ISS's own voting guidelines allow for the combined positions if a company has "a designated lead director, or someone performing a similar role, to counterbalance a combined chairman/CEO role." ISS has also clarified a broad set of duties for which that person would be responsible.

The Coca-Cola Company Board clearly satisfies the both spirit and intent of ISS's new policy position on the issue of separating the Chairman and CEO positions. The Coca-Cola Company has a strong countervailing governance structure in place, in line with ISS criteria, that provides a satisfactory counterbalance to the combined Chairman and CEO post. A comparison of the ISS policy with the following information about our governance structure will demonstrate this.

The chairman of the Committee on Directors and Corporate Governance of the Board performs a role like that of a lead director. In fact, the chairman of this committee not only has clearly delineated duties which line up with ISS criteria for a lead director, but also has a broader set of duties that go beyond the ISS criteria.



Specifically, the chairman of the committee:

    •
    Is recommended for chairmanship of the committee by and from the independent Board members

    •
    Presides at all meetings of the Board at which the Chairman is not present, including executive sessions

    •
    Reviews agendas for committee meetings and the Board as a whole

    •
    With other committee heads develops and approves meeting schedules to assure sufficient time for all agenda items

    •
    Can call meetings of independent directors

    •
    Is available to meet directly with major shareowners if appropriate

    •
    Independently, and in concert with the Corporate Secretary, sends information to the Board

Further, the chairman of the committee:

    •
    Oversees succession planning for the CEO and other senior officers

    •
    Oversees evaluation of CEO performance and reports to the Board

    •
    Leads annual review of Board performance

    •
    Oversees the committee's recommendations for director nominees and directors for committees

    •
    Leads reviews and approval of related party transactions

    •
    Leads ongoing review of corporate governance guidelines

    •
    Leads review of director compensation

We believe this broad set of duties performed by this committee chair provides a satisfactory counterbalance to the combined Chairman and CEO post.

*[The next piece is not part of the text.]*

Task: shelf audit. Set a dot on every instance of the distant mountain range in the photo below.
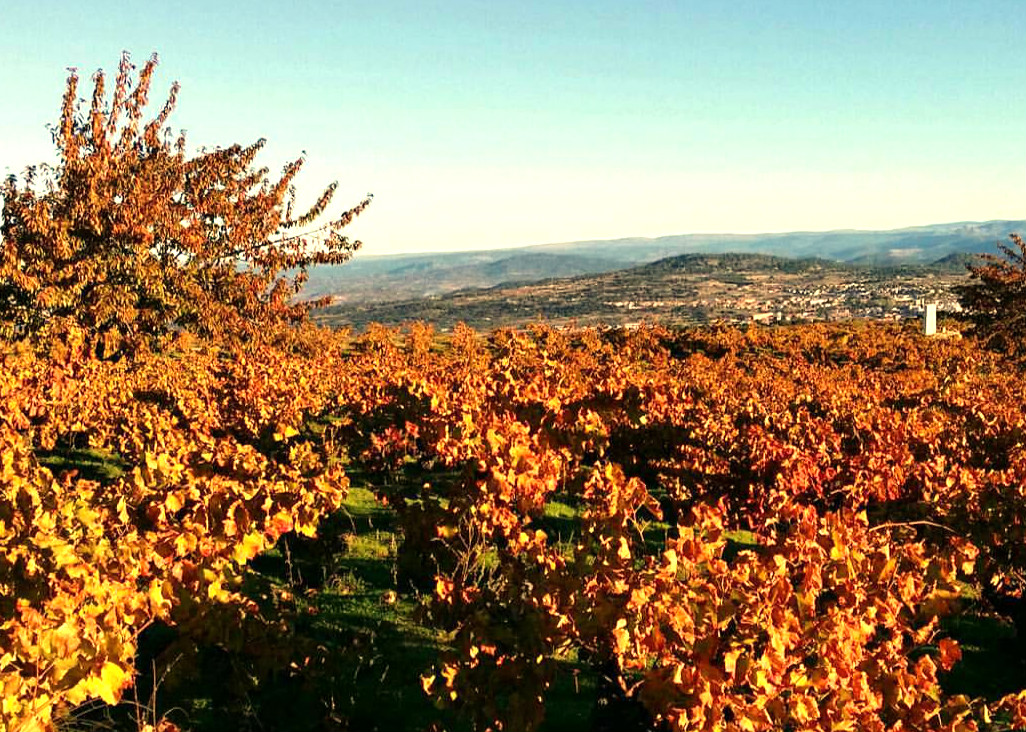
(382, 278)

Also, as required in the ISS guidelines, our Board is 2/3 independent, all key committees are independent and governance guidelines are established.

Finally, we note that our existing governance structure allows the Board to separate the Chair and CEO positions when they believe circumstances warrant it and shareowners would be better served. It does not, however, mandate one particular leadership structure over another as does this proposal.

For these reasons we encourage you to vote AGAINST this proposal.

The charter for the Committee on Directors and Corporate Governance and our governance guidelines are publicly available on our website at www.coc-cola.com.